Contoh (3) dan (4) tidak mengandung ketaksaan. Setiap pembaca akan menangkap pesan yang sama
atas teks di atas. Hal ini disebabkan teks tersebut dikonstruksi oleh kata-kata yang mengandung kata
harfiah, bukan kata-kata metaforis.
3. Prinsip ekonomi. Prinsip agar teks itu singkat tanpa harus merusak dan mereduksi pesan.
Ketua DPP PPP Drs. Zarkasih Noer menyatakan, segala bentuk dan usaha untuk menghindari
disintegrasi bangsa dari mana pun atau siapa pun perlu disambut baik (Suara Pembaruan,
21/12/98
4. Prinsip ekspresivitas. Prinsip ini dapat pula disebut prinsip ikonisitas. Prinsip ini menganjurkan
agar teks dikonstruksi selaras dengan aspek-aspek pesan. Dalam wacana jurnalistik, pesan
bersifat kausalitas dipaparkan menurut struktur pesannya, yaitu sebab dikemukakan terlebih
dahulu baru dikemukakan akibatnya. Demikian pula bila ada peristiwa yang terjadi berturut-
turut, maka peristiwa yang terjadi lebih dulu akan dipaparkan lebih dulu dan peristiwa yang
terjadi kemudian dipaparkan kemudian.
q Dalam situasi bangsa yang sedang kritis dan berada di persimpangan jalan, karena adanya
benturan ide maupun paham politik, diperlukan adanya dialog nasional. “Dialog diperlukan
untuk mengubur masa lalu, dan untuk start ke masa depan”. Tutur Prof. Dr. Nurcholis Madjid
kepada Kompas di kediamannya di Jakarta Rabu (23/12) (Kompas, 24/12/98).
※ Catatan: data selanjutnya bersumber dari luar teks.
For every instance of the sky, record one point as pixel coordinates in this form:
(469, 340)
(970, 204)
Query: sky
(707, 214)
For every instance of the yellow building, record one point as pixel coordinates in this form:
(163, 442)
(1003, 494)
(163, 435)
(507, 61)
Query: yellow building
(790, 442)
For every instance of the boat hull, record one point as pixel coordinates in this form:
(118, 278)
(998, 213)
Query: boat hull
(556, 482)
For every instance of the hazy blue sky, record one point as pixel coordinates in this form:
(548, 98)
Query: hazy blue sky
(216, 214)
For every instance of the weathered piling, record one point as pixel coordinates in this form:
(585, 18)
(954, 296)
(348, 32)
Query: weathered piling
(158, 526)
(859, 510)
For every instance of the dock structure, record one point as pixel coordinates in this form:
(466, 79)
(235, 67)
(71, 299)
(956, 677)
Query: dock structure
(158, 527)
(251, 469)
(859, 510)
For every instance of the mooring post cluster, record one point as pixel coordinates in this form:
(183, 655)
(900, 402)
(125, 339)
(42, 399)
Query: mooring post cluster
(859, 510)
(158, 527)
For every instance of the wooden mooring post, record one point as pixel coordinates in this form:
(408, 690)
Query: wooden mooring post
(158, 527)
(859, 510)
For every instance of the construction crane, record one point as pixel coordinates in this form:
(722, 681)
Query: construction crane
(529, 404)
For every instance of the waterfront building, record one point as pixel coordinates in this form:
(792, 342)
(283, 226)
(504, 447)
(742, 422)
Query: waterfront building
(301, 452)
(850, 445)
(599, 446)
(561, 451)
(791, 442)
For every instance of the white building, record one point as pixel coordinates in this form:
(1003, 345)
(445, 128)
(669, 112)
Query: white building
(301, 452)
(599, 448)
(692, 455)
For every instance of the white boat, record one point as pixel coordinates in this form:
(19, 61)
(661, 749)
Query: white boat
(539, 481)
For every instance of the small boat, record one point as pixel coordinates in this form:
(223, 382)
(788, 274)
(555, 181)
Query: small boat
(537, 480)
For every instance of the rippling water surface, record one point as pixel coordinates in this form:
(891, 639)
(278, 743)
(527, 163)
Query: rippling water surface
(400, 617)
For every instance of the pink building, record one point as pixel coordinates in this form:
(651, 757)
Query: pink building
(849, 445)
Pada contoh tampak bahwa kalimat pertama menyatakan sebab dan kalimat kedua mendatangkan
akibat.
Pemakaian Kata, Kalimat dan Alinea
Bahasa jurnalistik juga mengikuti kaidah bahasa Indonesia baku. Namun pemakaian bahasa jurnalistik
4. lebih menekankan pada daya kekomunikatifannya. Para pembelajar BIPA tingkat lanjut dapat
mempotensikan penggunaan bahasa Indonesia ragam jurnalistik dengan beberapa usaha.
1. Pemakaian kata-kata yang bernas. Kata merupakan modal dasar dalam menulis. Semakin banyak
kosakata yang dikuasai seseorang, semakin banyak pula gagasan yang dikuasainya dan sanggup
diungkapkannya.
Dalam penggunaan kata, penulis yang menggunakan ragam BI Jurnalistik diperhadapkan pada dua
persoalan yaitu ketepatan dan kesesuaian pilihan kata. Ketepatan mempersoalkan apakah pilihan
kata yang dipakai sudah setepat-tepatnya, sehingga tidak menimbulkan interpretasi yang berlainan
antara penulis dan pembaca. Sedangkan kesesuaian mempersoalkan pemakaian kata yang tidak
merusak wacana.
2. Penggunaan kalimat efektif. Kalimat dikatakan efektif bila mampu membuat proses penyampaian
dan penerimaan itu berlangsung sempurna. Kalimat efektif mampu membuat isi atau maksud yang
disampaikan itu tergambar lengkap dalam pikiran si pembaca, persis apa yang ditulis. Keefektifan
kalimat ditunjang antara lain oleh keteraturan struktur atau pola kalimat. Selain polanya harus
benar, kalimat itu harus pula mempunyai tenaga yang menarik.
3. Penggunaan alinea/paragraf yang kompak. Alinea merupakan suatu kesatuan pikiran, suatu kesatuan
yang lebih tinggi atau lebih luas dari kalimat. Setidaknya dalam satu alinea terdapat satu gagasan
pokok dan beberapa gagasan penjelas. Pembuatan alinea bertujuan memudahkan pengertian dan
pemahaman dengan memisahkan suatu tema dari tema yang lain.